Ernst & Young Doubles Down On Its Bet With Ethereum [Forbes] Ernst & Young’s advocacy of public blockchain network infrastructure, as opposed to permissioned and private networks (referred to as private networks going forward, for brevity), is notable given that the firm’s industry peers have either remained neutral on the public vs. private network debate or have voiced skepticism on the viability of public networks. Whereas Ernst & Young, it seems, is in a league of its own by going all out on public blockchain technology.
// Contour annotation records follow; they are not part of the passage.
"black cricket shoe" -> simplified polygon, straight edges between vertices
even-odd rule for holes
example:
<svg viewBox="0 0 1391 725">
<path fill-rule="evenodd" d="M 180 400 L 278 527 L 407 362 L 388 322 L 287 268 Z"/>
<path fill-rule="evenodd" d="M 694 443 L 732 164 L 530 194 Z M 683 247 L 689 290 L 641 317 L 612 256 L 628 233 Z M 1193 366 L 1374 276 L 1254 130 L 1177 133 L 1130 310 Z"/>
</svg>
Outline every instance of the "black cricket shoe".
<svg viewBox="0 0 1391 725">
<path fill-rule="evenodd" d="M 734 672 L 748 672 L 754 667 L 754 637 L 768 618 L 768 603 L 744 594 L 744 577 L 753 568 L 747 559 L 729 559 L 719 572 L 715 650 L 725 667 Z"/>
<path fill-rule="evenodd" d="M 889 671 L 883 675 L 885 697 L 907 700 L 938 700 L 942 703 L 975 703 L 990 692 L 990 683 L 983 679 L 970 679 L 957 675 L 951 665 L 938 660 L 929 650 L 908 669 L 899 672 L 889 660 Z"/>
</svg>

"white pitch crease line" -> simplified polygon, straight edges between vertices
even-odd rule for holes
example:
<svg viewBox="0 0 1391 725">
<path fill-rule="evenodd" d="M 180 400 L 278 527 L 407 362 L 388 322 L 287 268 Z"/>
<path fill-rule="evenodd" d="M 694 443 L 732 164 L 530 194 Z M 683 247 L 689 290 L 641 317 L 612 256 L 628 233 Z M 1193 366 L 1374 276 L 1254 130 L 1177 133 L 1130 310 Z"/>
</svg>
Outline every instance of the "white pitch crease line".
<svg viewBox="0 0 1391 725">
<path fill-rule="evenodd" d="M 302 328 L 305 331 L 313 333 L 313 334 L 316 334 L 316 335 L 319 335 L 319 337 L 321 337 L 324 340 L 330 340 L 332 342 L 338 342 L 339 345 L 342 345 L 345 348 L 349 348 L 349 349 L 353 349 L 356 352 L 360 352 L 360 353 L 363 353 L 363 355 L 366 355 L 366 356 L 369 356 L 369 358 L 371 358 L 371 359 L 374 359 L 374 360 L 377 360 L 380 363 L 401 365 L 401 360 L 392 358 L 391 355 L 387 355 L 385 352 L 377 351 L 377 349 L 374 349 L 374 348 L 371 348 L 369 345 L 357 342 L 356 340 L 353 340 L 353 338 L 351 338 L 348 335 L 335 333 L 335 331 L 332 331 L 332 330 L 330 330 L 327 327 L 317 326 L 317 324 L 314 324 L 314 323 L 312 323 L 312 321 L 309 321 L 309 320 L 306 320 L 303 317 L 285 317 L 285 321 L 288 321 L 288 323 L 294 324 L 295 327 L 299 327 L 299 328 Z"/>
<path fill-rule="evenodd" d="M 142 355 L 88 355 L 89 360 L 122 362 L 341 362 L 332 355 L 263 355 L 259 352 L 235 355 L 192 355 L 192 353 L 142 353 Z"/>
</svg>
Deloitte’s $137 Million Cybersecurity Award Withstands Challenge [Bloomberg Law] Deloitte Consulting LLP will provide information technology services under a $137 million blanket purchase agreement with the U.S. Department of Labor, the GAO said. Protester 22nd Century Technologies Inc., which submitted a $112 million bid, couldn’t show that the department conducted an unreasonable best-value tradeoff analysis before choosing Deloitte’s higher-rated, higher-priced bid, the Government Accountability Office said.

Decision on KPMG’s audit of Carillion delayed [Financial Times] The Financial Reporting Council said it would miss a self-imposed deadline to complete its probe into audit work carried out by KPMG, which was initially due this month. It will instead make a decision on whether to bring disciplinary proceedings against KPMG, which could include a hefty fine, this summer. “The scale and complexity of this case is exceptional, with a huge volume of documents and information that has had to be reviewed and analysed,” the FRC said in an update on Friday.

U.S. SEC proposes governance changes for stock market data feeds [Reuters] The SEC voted to issue for public comment a staff proposal to create new rules governing public data feeds that it said would also improve transparency and address inefficiencies in the collection and dissemination of the data. The proposal would update rules put in place in 2005 that put exchanges and the Financial Industry Regulatory Authority in charge of the governance and operation of three public data feeds showing current best prices and last trades for stocks.